But all the publicity surrounding water-boarding seems to have left at least some public officials on the right unclear on whether it's torture or not torture. Some seem to feel that water-boarding is no more cruel than forcing a cat to take a bath.
Which is why I've concluded the only solution is to stop telling and start showing. And what better way to get a handle on the concept than for those who support the technique to step up to the plate and declare, "I say water-boarding is not a form of torture, as described by national and international law. And. to prove it I am submitting myself to the process."
Let the learning begin!
And what better place to hold water-boarding demonstrations than a well -- the well of House and the well of the US Senate.
Proponents who claim water-boarding is not torture because it "causes no physical injuries, leaves no marks and causes no permanent harm," should therefore have no problem, right?
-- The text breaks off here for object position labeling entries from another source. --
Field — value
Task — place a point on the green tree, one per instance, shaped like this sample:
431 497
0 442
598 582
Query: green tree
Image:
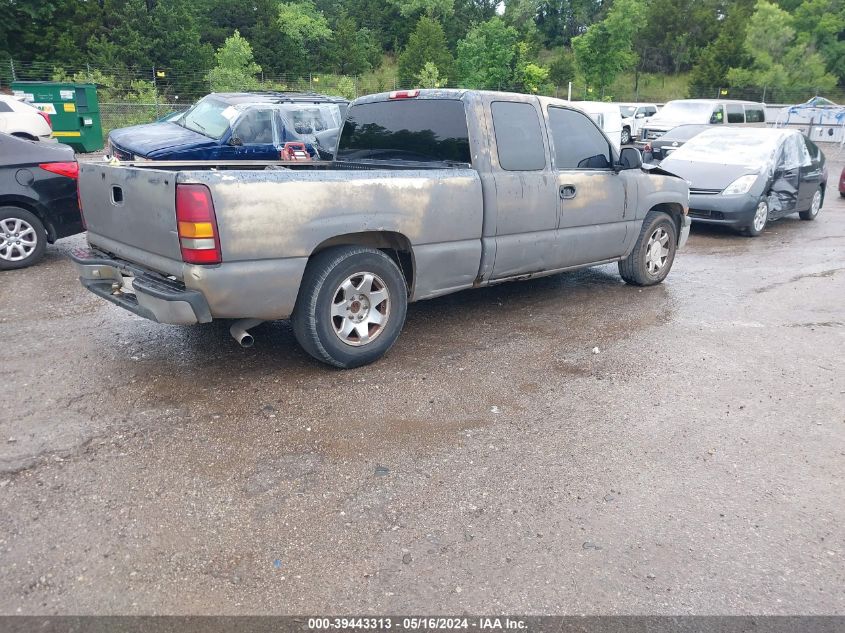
302 23
236 69
305 31
607 47
821 26
426 44
351 50
429 77
779 59
710 72
431 8
486 55
562 68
Climb on the water-board and take a spin.
But, there's more than just a quick demo. For this demonstration to be useful it must be a genuine interrogation in every way possible. That means not only using the same equipment used at Gitmo and other secret interrogation centers, but the same assumptions. Those the CIA water-board are assumed to know something useful or to possess secrets.
So the members of Congress and administration who agree to be water-boarded must also be assumed to hold a secret. Otherwise it's not an interrogation. Since it has to be an incriminating secret let's make it so.